This is unironically a very serious problem and why most of the best open source projects are basically corporate FAANG projects that are really only open source for optics.


On its face, you won't catch me arguing with that. It's a hard problem, for sure.


> Maybe that's by design, but it doesn't feel sustainable in the long term.

That could be, but on the other hand, the Linux kernel is more than 30 years old and is on its 6th version...

One might also consider the rarity of maintainers who can write high quality code and donate large amounts of time.
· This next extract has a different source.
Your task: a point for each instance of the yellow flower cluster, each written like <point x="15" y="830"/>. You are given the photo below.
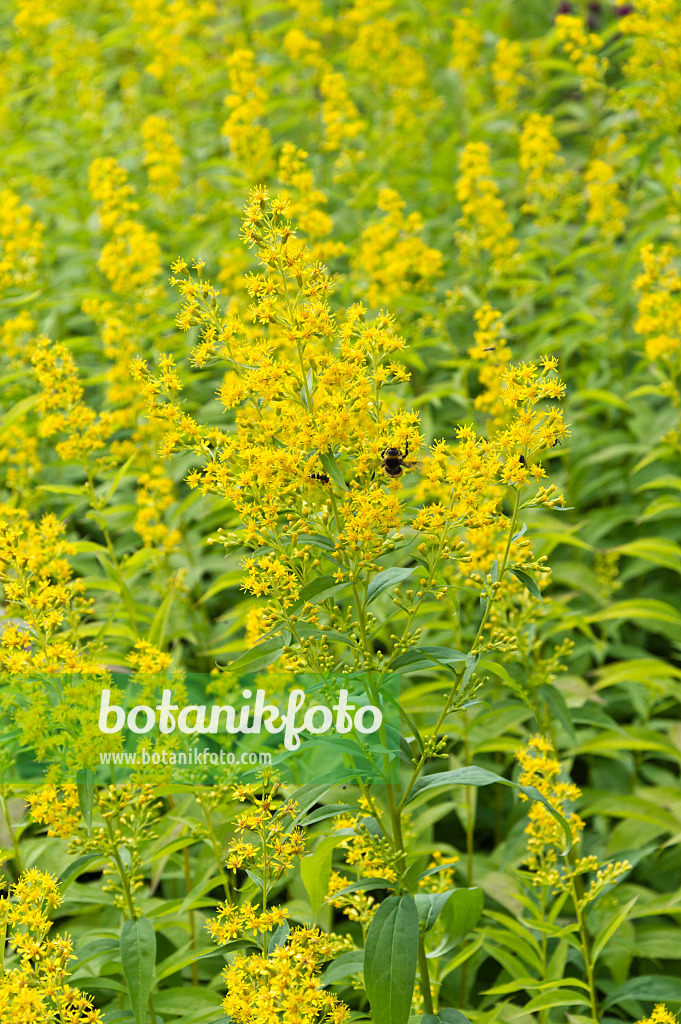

To find and retain someone like that one might also be required to allow them to be curt with random people on the internet from time to time. I can see how drive by contributions could get old fast from their point of view.


> That could be, but on the other hand, the Linux kernel is more than 30 years old and is on its 6th version...

Indeed, and while we're speaking in broad generalities, surely no strategy that worked to launch a project from tiny seed to maturity and market saturation has ever then failed to keep it relevant in the long term...

> I can see how drive by contributions could get old fast from their point of view.

Indeed. But (again addressing generalities) my issue here is that the contribution in question doesn't read as "drive by" to me.


> surely no strategy that worked to launch a project from tiny seed to maturity and market saturation has ever then failed to keep it relevant in the long term...

If the rate of submissions falls then it certainly makes sense to adjust. Until then, don't fix what isn't broken.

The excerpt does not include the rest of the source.